There are also a number of meta commands. The script command is a simple mechanism to name sub-scripts themselves. This is mainly useful for converting scripts with the output command. Commands inside a script will be executed normally, but nested meta are expanded in place (input, recursively) or elided (output) in the named script.

The input and output meta commands determine the requested file format from the file name extension. They can handle both .wasm, .wat, and .wast files. In the case of input, a .wast script will be recursively executed. Output additionally handles .js as a target, which will convert the referenced script to an equivalent, self-contained JavaScript runner. It also recognises .bin.wast specially, which creates a script where module definitions are in binary.

The interpreter supports a "dry" mode (flag -d), in which modules are only validated. In this mode, all actions and assertions are ignored. It also supports an "unchecked" mode (flag -u), in which module definitions are not validated before use.

Abstract Syntax

The abstract WebAssembly syntax, as described above and in the design doc, is defined in ast.ml.

However, to simplify the implementation, this AST representation represents some of the inner structure of the operators more explicitly.

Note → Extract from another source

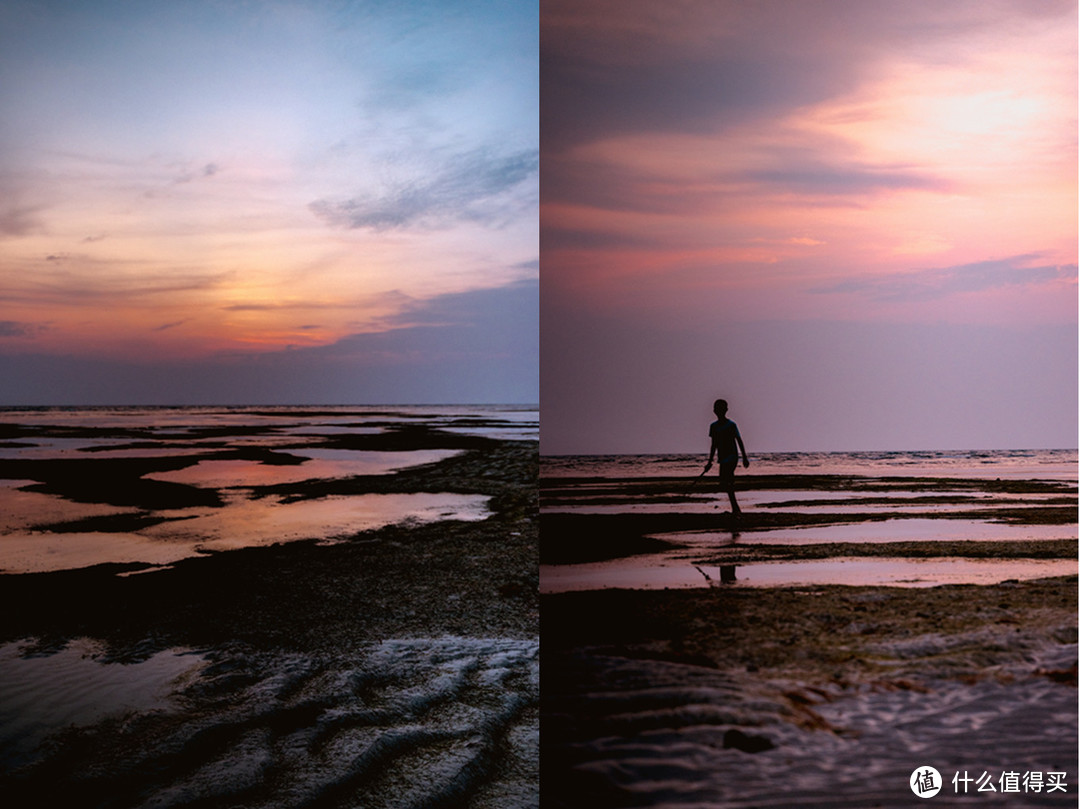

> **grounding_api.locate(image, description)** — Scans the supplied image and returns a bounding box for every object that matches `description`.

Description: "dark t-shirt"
[708,419,739,463]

The mapping from the operators as given in the design doc to their structured form is defined in operators.ml.

Implementation

The implementation is split into several directories:

  • syntax: the definition of abstract syntax; corresponds to the "Structure" section of the language specification

  • valid: validation of code and modules; corresponds to the "Validation" section of the language specification

  • runtime: the definition of runtime structures; corresponds to the "Execution/Runtime" section of the language specification

  • exec: execution and module instantiation; corresponds to the "Execution" section of the language specification

  • binary: encoding and decoding of the binary format; corresponds to the "Binary Format" section of the language specification

  • text: parsing and printing the S-expressions text format; corresponds to the "Text Format" section of the language specification

  • script: abstract syntax and execution of the extended script language

  • host: definition of host environment modules

  • main: main program

  • util: utility libraries.

The implementation consists of the following parts:

  • Abstract Syntax (ast.ml, operators.ml, types.ml, source.ml[i], script.ml). Notably, the phrase wrapper type around each AST node carries the source position information.

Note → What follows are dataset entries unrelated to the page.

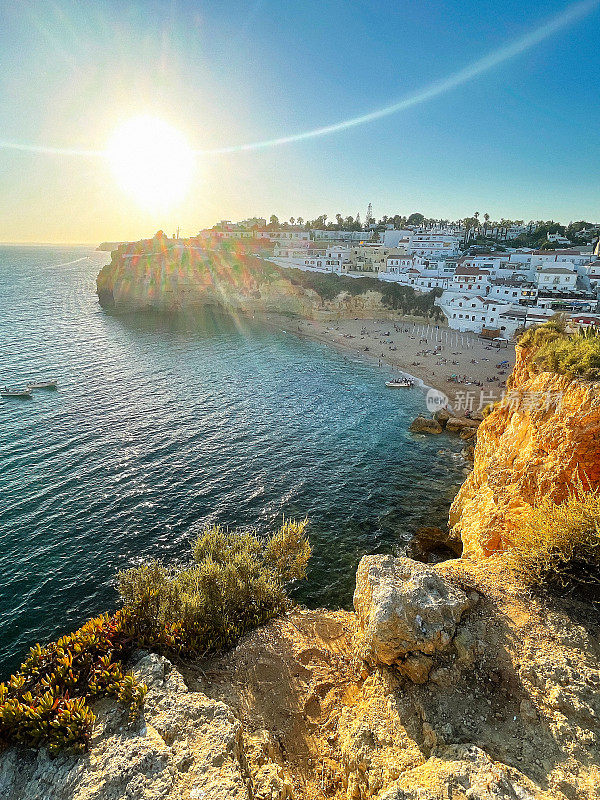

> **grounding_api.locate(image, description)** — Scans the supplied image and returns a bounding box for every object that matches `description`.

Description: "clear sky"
[0,0,600,242]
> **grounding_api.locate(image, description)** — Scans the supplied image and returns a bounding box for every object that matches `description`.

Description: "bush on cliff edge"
[519,319,600,381]
[118,520,310,653]
[0,610,146,754]
[507,483,600,600]
[0,520,310,754]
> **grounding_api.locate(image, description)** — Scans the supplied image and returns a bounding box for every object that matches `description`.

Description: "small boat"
[0,386,31,398]
[27,381,57,390]
[385,378,413,389]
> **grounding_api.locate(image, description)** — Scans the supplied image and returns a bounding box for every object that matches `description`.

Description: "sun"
[106,116,196,212]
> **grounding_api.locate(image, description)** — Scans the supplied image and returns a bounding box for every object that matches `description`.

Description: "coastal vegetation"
[280,268,444,321]
[0,520,310,754]
[118,520,310,654]
[519,317,600,380]
[0,609,146,754]
[507,482,600,601]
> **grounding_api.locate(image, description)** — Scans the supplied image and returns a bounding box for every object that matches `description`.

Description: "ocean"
[0,246,464,678]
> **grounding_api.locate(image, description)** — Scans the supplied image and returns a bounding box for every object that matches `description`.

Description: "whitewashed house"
[451,266,490,295]
[407,230,460,258]
[536,267,577,292]
[438,292,511,333]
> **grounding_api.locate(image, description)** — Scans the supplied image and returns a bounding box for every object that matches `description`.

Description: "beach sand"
[265,314,515,413]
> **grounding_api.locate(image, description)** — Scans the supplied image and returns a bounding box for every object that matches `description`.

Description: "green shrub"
[118,521,310,653]
[0,611,146,754]
[507,482,600,599]
[519,319,600,380]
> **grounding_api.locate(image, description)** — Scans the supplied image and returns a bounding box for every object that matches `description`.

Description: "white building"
[438,292,511,333]
[379,229,412,247]
[487,278,538,303]
[452,266,490,295]
[536,267,577,292]
[306,230,371,242]
[268,230,310,245]
[407,230,460,258]
[547,233,571,244]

  • Parser (lexer.mll, parser.mly, parse.ml[i]). Generated with ocamllex and ocamlyacc. The lexer does the opcode encoding (non-trivial tokens carry e.g. type information as semantic values, as declared in parser.mly), the parser the actual S-expression parsing.

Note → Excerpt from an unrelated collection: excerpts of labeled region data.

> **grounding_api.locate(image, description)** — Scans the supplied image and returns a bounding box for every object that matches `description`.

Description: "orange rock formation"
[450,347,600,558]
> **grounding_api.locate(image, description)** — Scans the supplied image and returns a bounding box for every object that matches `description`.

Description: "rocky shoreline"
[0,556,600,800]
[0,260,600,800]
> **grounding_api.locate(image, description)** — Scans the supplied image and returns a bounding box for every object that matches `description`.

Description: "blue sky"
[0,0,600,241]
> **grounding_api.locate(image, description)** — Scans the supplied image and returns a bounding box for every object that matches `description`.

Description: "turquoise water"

  • Pretty Printer (print.ml[i], arrange.ml[i], sexpr.ml[i]). Turns a module or script AST back into the textual S-expression format.

  • Decoder/Encoder (decode.ml[i], encode.ml[i]). The former parses the binary format and turns it into an AST, the latter does the inverse.

  • Validator (valid.ml[i]). Does a recursive walk of the AST, passing down the expected type for expressions, and checking each expression against that. An expected empty type can be matched by any result, corresponding to implicit dropping of unused values (e.g. in a block).

  • Evaluator (eval.ml[i], values.ml, func.ml[i], table.ml[i], memory.ml[i], global.ml[i], instance.ml, eval_numeric.ml[i], int.ml, float.ml, and a few more). Implements evaluation as a small-step semantics that rewrites a program one computation step at a time.

  • JS Generator (js.ml[i]). Converts a script to equivalent JavaScript.

  • Driver (main.ml, run.ml[i], import.ml[i], error.ml, flags.ml). Executes scripts, reports results or errors, etc.

The most relevant pieces are probably the validator (valid.ml) and the evaluator (eval.ml). They are written to look as much like a "specification" as possible. Hopefully, the code is fairly self-explanatory, at least for those with a passing familiarity with functional programming.

In typical FP convention (and for better readability), the code tends to use single-character names for local variables where consistent naming conventions are applicable (e.g., e for expressions, v for values, xs for lists of xs, etc.). See ast.ml, eval.ml and eval.ml for more comments.